Wednesday, April 13, 2011

Performance optimization for XML query in SQL SERVER


As we all uses XML Query instead of row level query to insert/update bulk data into a database in order to achieve better performance. But when there is a large dataset having multilevel xml nodes, the performance degrade significantly.

While doing performance tuning in “AcceleRATE” I came across with “XML indexes” on an xml column.


Below is the step by step process to achieve this.

1. Create a temporary table with on identity column with primary key and one other column with xml datatype.

CREATE TABLE #OptimizedXML(id INT IDENTITY PRIMARY KEY, SurveyXML xml NOT NULL)



2. Create a primary XML index

CREATE PRIMARY XML INDEX PrimaryXMLIndex ON #OptimizedXML(SurveyXML)

3. Create a secondary XML index

CREATE XML INDEX

XMLDataStore_XmlCol_PATH ON #OptimizedXML(SurveyXML)

USING XML INDEX PrimaryXMLIndex FOR PATH

4. Now insert the values into a table
INSERT INTO #OptimizedXML VALUES(@SurveyXML)
5. Here we are ready to perform the same XML query with some tweak to achieve performance.

SELECT F.Manager.value('@fname','varchar(255)') as fname,

F.Manager.value('@lname', 'varchar(255)') as lname,

F.Manager.value('@title', 'varchar(255)') as title,

F.Manager.value('@email', 'varchar(255)') as email,

F.Manager.value('@domainid', 'int') as domainid,

F.Manager.value('@ID', 'int') as userid,

F.Manager.value('@encryptedmail', 'varchar(500)') as encryptedemail

FROM #OPtimizedXML X

cross apply X.SurveyXML.nodes('Surveys[1]/Survey/Manager') AS F(Manager)

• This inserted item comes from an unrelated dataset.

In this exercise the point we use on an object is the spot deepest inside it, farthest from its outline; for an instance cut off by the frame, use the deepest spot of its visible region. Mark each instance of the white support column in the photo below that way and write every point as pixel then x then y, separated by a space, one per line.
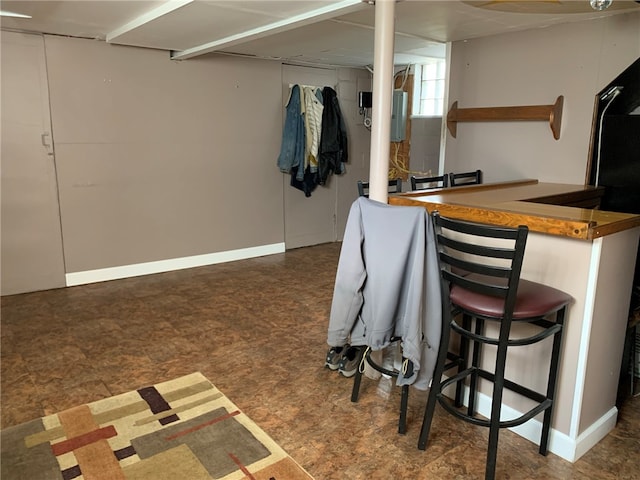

By doing the above tweak, the query which was earlier taking more than 2 minutes to execute, now takes just 10-15 seconds.

Additionally, there are few points, which we need to keep in mind while using this approach.

We must have one primary key (clustered index) on a table; it is required to create a XML index.
There must be one primary xml index followed by one or more secondary xml indexes on xml column(s).
While querying the table, we have to use a cross apply on the node where in we want to fetch data.